Ryder's study, discussed at the Neuroscience 2012 scientific meeting in New Orleans on Wednesday, involved 28 healthy men and women who were sorted by age into two groups: 14 subjects in a group of people 20- to 25-years old; the rest were over 65. Based on the International Physical Activity Questionnaire, the two groups were divided further into physically active or sedentary.
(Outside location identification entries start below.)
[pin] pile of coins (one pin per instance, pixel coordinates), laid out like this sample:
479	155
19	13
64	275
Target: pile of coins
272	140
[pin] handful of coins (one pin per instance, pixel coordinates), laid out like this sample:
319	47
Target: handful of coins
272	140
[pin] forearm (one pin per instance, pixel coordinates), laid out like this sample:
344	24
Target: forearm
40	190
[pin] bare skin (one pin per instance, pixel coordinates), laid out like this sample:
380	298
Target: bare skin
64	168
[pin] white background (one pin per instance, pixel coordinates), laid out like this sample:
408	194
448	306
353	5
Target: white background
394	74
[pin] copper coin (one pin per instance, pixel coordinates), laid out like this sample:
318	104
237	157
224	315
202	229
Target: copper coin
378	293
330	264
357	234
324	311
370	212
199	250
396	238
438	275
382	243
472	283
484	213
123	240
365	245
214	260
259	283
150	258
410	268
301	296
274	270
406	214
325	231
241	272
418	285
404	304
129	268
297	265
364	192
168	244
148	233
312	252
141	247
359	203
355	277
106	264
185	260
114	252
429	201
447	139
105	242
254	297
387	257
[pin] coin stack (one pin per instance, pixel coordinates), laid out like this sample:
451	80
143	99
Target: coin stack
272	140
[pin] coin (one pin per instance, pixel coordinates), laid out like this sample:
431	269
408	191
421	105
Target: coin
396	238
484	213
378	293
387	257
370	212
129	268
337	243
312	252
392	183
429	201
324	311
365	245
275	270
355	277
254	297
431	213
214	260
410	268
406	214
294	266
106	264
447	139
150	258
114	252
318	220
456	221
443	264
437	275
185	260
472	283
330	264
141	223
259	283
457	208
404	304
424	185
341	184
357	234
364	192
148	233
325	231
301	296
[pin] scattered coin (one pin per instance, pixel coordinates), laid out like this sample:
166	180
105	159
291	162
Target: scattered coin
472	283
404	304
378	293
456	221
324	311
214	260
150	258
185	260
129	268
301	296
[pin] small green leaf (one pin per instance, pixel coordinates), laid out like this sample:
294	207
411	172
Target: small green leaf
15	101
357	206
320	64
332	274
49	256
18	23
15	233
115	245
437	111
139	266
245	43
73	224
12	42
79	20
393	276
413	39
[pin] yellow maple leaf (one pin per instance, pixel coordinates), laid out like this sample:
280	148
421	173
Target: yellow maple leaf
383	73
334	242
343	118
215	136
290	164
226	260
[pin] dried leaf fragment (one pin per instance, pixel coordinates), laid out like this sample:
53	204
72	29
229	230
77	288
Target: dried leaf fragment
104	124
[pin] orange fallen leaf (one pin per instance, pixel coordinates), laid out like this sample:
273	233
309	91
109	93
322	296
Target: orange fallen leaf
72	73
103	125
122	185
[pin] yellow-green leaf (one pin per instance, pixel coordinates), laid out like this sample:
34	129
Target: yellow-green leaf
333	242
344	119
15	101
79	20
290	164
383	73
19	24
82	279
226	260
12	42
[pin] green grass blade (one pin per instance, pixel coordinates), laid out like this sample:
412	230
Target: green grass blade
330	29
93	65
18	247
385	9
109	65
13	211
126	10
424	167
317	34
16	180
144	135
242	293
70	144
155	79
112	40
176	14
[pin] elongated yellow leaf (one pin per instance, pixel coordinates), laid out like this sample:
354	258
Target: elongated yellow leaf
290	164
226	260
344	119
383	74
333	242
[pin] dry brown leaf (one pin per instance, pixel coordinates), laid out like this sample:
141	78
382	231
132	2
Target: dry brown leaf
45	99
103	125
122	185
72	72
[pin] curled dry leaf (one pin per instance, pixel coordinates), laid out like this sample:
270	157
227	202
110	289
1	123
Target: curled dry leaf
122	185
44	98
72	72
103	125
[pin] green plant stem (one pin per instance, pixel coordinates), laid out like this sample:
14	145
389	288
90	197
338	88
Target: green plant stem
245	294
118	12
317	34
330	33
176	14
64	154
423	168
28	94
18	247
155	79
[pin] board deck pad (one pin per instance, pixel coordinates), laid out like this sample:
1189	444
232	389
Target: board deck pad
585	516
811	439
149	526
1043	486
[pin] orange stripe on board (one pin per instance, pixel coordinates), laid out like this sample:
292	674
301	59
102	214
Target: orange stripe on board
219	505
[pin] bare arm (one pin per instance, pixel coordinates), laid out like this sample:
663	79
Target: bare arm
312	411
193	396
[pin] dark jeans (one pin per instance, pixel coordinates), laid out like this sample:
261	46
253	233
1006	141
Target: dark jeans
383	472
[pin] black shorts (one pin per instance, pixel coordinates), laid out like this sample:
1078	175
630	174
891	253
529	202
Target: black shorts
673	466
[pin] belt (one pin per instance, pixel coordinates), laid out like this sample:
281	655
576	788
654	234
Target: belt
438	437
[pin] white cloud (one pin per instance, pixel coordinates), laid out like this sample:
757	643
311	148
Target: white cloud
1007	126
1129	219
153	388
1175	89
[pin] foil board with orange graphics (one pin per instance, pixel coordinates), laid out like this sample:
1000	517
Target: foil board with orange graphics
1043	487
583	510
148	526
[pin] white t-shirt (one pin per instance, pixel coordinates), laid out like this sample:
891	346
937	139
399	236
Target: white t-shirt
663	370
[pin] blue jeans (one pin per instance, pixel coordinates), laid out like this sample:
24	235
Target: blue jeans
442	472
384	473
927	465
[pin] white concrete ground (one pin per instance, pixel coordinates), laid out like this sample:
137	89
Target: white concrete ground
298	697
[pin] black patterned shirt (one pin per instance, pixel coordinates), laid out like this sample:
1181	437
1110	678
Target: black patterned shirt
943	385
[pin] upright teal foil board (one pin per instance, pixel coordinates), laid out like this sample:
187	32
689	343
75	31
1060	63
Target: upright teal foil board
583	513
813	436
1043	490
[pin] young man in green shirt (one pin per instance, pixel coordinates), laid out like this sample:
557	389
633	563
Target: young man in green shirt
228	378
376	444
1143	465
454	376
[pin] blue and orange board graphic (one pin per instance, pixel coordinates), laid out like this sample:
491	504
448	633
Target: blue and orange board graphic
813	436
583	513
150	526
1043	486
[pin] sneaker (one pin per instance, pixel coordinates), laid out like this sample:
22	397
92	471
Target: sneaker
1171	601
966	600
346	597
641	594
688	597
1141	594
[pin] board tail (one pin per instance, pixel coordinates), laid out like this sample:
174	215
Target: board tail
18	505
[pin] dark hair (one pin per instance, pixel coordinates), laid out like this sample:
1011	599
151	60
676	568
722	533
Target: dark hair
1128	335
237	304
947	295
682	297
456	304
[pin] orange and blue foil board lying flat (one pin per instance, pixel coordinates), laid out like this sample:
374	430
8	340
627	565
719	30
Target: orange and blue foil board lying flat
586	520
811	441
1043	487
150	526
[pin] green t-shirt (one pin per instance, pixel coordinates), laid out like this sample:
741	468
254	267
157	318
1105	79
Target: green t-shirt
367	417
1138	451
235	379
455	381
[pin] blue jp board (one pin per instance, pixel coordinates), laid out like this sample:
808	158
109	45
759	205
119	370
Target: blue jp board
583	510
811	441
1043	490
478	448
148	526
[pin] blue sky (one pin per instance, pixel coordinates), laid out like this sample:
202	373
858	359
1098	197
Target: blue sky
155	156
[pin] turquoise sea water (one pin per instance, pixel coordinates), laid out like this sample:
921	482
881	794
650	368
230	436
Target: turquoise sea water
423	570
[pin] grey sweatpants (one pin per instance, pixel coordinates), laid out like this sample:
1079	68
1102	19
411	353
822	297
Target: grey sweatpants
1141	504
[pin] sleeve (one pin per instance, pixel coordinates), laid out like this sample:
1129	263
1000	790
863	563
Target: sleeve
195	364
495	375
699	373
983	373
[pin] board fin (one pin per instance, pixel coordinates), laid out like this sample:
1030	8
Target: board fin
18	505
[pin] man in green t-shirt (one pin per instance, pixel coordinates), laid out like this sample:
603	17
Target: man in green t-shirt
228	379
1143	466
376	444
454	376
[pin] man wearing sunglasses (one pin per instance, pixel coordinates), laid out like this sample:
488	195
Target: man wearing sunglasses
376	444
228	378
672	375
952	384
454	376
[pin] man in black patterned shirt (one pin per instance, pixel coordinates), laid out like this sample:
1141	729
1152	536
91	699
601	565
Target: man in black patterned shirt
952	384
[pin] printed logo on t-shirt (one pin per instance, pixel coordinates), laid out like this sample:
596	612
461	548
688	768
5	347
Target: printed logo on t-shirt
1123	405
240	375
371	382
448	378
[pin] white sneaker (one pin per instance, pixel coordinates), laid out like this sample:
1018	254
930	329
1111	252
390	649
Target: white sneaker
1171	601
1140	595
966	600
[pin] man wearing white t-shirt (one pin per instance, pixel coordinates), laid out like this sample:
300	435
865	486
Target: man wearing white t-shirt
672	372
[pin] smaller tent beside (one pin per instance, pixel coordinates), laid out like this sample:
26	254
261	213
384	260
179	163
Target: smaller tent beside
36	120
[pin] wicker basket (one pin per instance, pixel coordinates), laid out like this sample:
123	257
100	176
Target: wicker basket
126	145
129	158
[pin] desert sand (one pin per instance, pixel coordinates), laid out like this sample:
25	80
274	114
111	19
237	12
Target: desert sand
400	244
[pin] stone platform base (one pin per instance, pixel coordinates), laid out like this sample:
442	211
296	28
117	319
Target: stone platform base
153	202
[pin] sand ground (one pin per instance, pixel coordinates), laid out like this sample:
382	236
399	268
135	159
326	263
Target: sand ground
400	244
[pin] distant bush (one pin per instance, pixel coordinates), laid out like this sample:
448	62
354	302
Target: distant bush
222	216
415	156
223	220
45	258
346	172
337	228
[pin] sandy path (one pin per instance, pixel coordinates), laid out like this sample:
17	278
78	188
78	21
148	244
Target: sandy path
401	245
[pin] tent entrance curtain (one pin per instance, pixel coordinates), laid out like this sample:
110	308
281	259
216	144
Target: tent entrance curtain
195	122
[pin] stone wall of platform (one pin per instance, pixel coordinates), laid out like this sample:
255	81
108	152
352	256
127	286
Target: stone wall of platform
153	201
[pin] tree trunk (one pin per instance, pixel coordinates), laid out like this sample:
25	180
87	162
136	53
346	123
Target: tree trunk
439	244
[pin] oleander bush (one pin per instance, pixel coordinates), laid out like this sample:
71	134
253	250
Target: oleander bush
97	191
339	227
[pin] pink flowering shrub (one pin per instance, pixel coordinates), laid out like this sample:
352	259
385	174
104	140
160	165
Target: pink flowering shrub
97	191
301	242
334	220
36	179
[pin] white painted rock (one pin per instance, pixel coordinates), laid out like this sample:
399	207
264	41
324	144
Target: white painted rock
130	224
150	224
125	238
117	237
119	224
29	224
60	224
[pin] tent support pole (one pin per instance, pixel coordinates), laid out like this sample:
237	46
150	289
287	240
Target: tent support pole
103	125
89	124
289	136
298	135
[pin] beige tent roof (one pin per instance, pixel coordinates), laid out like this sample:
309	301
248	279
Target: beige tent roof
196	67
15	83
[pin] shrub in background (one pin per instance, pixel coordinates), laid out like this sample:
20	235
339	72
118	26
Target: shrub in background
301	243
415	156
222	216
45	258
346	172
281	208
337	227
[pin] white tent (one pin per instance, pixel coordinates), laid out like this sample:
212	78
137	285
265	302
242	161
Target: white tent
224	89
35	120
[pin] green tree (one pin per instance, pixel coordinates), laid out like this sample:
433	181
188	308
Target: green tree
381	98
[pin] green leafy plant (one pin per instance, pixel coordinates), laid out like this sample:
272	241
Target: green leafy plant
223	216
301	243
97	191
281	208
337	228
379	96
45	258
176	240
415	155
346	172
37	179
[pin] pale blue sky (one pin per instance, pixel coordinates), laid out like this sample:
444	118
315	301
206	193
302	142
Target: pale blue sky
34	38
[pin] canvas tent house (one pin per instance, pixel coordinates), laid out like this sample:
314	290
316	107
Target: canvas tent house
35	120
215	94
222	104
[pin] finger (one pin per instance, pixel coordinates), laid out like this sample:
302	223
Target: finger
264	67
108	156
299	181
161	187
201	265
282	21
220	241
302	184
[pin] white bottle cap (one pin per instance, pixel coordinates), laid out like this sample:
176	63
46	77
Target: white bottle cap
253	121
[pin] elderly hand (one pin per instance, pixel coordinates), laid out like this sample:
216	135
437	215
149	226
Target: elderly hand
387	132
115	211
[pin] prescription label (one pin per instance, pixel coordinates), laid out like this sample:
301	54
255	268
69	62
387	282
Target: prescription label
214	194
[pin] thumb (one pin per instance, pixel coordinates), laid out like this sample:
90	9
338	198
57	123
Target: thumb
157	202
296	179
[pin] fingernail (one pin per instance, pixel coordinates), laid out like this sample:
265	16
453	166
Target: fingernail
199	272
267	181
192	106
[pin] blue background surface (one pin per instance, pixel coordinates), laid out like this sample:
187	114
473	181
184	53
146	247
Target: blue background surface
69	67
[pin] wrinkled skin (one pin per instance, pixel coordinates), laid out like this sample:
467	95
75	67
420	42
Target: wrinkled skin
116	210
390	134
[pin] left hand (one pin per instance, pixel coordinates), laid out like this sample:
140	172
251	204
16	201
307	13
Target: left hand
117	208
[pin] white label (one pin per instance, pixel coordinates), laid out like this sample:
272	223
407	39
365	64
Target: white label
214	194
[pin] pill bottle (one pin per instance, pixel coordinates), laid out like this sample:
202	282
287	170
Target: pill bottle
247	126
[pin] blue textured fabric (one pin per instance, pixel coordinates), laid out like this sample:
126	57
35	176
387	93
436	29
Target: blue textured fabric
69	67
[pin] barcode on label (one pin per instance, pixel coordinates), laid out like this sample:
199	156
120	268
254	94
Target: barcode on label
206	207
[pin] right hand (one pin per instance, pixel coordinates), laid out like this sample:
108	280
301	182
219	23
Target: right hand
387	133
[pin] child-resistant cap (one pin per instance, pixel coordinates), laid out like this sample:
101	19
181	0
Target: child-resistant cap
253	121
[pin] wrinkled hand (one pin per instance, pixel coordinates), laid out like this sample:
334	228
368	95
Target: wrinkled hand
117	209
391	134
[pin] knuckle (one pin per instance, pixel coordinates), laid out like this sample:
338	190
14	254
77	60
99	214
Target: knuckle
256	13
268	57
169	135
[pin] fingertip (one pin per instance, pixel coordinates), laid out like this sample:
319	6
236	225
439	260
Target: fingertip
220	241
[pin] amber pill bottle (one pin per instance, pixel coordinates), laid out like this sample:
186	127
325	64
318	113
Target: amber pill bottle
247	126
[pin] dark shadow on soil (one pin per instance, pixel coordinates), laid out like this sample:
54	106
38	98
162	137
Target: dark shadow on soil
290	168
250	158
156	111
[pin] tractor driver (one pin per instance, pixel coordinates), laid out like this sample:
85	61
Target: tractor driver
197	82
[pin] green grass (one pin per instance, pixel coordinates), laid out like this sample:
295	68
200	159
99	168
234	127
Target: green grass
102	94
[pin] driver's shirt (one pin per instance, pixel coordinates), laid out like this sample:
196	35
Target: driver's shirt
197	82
"Participation in physical activity could play an important role in maintaining the muscle reflex system in the lower limbs and assist in coordination throughout life," Ryder said. "This is particularly important in older adults. While voluntary movement has a large role to play in fall-prevention, the motor system's 'first line of defense' against a slip or trip is the reflex system. The muscle reflexes are capable of generating a motor response in under 50 milliseconds, allowing the reflex system to quickly correct for a sudden change in body position, or at the least, reduce the impact of the fall."
Ryder will discuss her research during a poster presentation from 4 to 5 p.m. on Wednesday in Hall F-J. Her co-authors are Koichi Kitano and David Koceja from the Department of Kinesiology in the School of Public Health-Bloomington.